Reiner Kraft - April 16, 2007

Title: Contextual Shortcuts - A Platform for Entity Detection and Content Syndication

Abstract: Accessing and finding information on the Web is becoming increasingly difficult due to its growth. Search engines and hyperlinks help us to navigate and find information, yet often users may want to perform additional tasks with items in web pages, blog entries or emails. Simple tasks such as storing an address, looking up a map for a location, or finding relevant information for a particular item of interest are inadequately supported. Current hyperlinks do not provide this desired functionality and may be disruptive, typically leaving users to cut and paste portions of text into a tool external to the current page. Furthermore, this requires users to make the appropriate tool choice to get the most relevant content or or service.

We introduce a platform for delivering "Contextual Shortcuts", intelligent hyperlinks to provide simple single-click access to relevant information and services. The platform automatically detects "entities" of interest within unstructured content, extracts their features, and annotates the original document with meta-data derived from those features. Additionally, it provides a framework for content syndicators and publishers to easily deliver relevant information and services at the "point of inspiration".

The Contextual Shortcuts platform bridges the gap between entity detection and seamless interaction with such entities. The platform's high performance detection framework produces detection accuracy on par with state-of-the-art techniques, and is equally suited to a variety of view-time or publish-time annotation scenarios.

Bio: Reiner is a senior engineering manager at Yahoo!, Sunnyvale, CA. He manages the contextual search team within web search.

He invented Y!Q - Contextual Search, and turned his idea within a short time period into a product that launched early last year in beta at http://yq.search.yahoo.com. Y!Q allows users to search at the point of inspiration, and uses contextual information to augment a user's query and therefore provide more relevant results.

Reiner earned a Ph.D. in Computer Science from the University of California at Santa Cruz. His advisor was Prof. Raymie Stata. He performs research in the fields of web information retrieval, Internet search technologies, machine learning, hypertext, and Internet information systems. His recent research focus in on contextual search and search personalization.

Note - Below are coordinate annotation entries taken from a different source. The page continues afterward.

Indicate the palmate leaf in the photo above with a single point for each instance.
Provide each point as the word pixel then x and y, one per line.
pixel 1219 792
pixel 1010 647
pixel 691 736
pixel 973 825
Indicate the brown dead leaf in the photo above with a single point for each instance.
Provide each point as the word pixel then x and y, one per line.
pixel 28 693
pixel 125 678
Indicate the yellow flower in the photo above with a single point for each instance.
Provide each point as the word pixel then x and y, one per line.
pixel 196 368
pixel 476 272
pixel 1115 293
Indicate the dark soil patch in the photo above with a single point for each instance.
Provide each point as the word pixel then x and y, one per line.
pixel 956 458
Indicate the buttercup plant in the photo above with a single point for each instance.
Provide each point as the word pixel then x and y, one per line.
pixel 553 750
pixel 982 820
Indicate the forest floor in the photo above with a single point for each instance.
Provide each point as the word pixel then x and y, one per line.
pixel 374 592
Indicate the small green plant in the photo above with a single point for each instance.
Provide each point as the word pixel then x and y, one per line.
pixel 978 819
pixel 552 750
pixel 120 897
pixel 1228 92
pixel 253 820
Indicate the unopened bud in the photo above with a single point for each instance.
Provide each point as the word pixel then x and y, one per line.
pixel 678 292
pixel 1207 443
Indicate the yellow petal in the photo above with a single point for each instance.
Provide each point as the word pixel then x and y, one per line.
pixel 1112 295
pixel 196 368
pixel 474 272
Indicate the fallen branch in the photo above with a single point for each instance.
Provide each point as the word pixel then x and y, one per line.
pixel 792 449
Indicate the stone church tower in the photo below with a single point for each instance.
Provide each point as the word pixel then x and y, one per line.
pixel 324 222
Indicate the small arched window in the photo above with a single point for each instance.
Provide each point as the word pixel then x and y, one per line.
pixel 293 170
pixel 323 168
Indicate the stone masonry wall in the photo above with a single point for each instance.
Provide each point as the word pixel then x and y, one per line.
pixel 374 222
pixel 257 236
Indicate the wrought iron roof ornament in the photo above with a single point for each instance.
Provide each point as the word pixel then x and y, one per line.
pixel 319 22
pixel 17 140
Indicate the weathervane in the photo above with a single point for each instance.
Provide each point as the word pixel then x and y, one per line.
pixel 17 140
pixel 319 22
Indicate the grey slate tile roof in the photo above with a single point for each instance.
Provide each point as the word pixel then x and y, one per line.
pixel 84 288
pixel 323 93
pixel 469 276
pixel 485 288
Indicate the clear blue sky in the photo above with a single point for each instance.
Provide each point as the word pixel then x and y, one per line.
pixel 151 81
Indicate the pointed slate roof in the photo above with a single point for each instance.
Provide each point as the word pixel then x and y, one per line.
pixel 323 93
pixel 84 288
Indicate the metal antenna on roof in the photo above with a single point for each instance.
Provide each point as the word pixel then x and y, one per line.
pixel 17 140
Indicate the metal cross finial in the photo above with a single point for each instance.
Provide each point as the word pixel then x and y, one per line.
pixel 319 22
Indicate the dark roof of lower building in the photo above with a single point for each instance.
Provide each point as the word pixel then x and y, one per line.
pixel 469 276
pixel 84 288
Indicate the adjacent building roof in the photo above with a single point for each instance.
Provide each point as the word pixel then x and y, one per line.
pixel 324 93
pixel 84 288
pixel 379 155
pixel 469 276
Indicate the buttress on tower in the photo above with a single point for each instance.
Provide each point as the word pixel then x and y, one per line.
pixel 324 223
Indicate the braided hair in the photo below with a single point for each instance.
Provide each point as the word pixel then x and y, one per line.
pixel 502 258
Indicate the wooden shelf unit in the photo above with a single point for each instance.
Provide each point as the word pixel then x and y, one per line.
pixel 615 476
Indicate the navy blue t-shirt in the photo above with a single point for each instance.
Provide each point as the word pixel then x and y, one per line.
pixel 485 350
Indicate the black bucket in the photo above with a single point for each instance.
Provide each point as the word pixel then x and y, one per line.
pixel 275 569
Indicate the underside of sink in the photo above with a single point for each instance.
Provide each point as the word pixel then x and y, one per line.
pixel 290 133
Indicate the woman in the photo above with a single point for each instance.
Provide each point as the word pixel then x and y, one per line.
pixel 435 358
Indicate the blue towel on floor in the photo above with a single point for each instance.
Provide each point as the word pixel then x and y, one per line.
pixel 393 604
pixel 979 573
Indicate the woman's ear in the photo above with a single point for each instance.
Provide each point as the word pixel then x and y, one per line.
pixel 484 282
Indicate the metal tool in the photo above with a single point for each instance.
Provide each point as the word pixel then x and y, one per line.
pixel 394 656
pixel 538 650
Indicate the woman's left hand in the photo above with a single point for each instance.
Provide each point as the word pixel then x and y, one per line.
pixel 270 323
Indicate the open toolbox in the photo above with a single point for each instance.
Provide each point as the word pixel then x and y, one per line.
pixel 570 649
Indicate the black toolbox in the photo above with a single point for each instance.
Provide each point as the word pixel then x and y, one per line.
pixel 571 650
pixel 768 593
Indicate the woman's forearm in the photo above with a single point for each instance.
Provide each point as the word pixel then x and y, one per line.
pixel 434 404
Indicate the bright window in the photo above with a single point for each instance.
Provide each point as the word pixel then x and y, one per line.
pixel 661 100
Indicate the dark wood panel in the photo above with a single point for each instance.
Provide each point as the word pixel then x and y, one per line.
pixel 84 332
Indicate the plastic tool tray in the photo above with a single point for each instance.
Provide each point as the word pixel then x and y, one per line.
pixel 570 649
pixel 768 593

Reiner has been nominated with the TR100 award from MIT Technology Review. The TR100 represents a young group of 100 innovators, all under age 35 as of Jan. 1, 2002. Their innovations will have a deep impact on how we live, work, and think in the century to come.

In the past 10 years he has filed over 100 patent applications for IBM and Yahoo!, contributing very valuable and high quality ideas to their patent portfolio. In 2003 he was nominated as an Master Inventor within IBM's research division.

His PhD thesis focused on genre search and doc-type classification for iterative, filtering meta-search. He designed and implemented the buying guide finder (BGF). BGF is an intelligent web search agent (or "web carnivore") that takes as input a specialized information need and returns as output search results that satisfy this information need. It obtains raw data from search engines, rather than directly crawling and indexing data on the Web. The proposed technique makes it economical to build very powerful, comprehensive search engines for very small, specialized purposes.